千葉・幕張メッセで10月4日から7日まで開催していたIT&エレクトロニクスの展示会「CEATEC JAPAN 2016」は、盛況のうちに閉幕した。期間中の来場者数は前年比9.1%増の14万5180人に達し、今年度から一新したコンセプト「CPS(Cyber Physical System)/IoT Exhibition」は、しっかり受け入れられたようだ。
 初日の10月4日には、CPS/IoTの総合展「CEATEC JAPAN 2016」に展示した技術・製品・サービスなどのなかから、学術的・技術的観点、将来性や市場性などの視点で、イノベーション性が高く優れていると評価できるものを審査・選考し、表彰する「CEATEC AWARD 2016」の各部門グランプリ・準グランプリを発表。「暮らしと家でつながるイノベーション部門」の準グランプリには、レノボ・ジャパンの2in1 PC「YOGA BOOK(ヨガ ブック)」が選ばれた。
 「YOGA BOOK」は、物理キーボードがなく、「Haloキーボード」とよばれるセンサーキーボードを搭載。キーボードバージョンではユーザーのクセを学習し、キーの位置を自動調整する。

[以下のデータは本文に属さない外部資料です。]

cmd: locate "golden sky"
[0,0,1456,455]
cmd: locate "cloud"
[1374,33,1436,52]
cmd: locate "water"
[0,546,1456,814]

 ペン入力パッドに切り替えて、キーボード面に重ねて置いたノートに専用の「REAL PEN」でメモを書くと、デジタルデータとして描画される仕組み。「REAL PEN」のペン先をインク式にしておけば、紙に書きながら、そのままデジタル入力することもできる。デジタルの便利さと手書きの快適さの両立を目指した。また、YOGAシリーズの特徴であるキーボードが360°回転する機構も備え、四つのモードを切り替えて使える。
 受賞の理由として、審査委員会は、「YOGA BOOK」のキーボード部がペンタブになる新発想を高く評価。フォースフィードバック鍵盤など、PCの新しい概念となるか期待を寄せている。
 「YOGA BOOK」のWeb直販価格は、税別で、Android版のWi-Fi対応モデルが3万9800円、LTE対応モデルが4万4800円、Windows版のWi-Fi対応モデルが5万2800円、LTE対応モデルが5万9800円。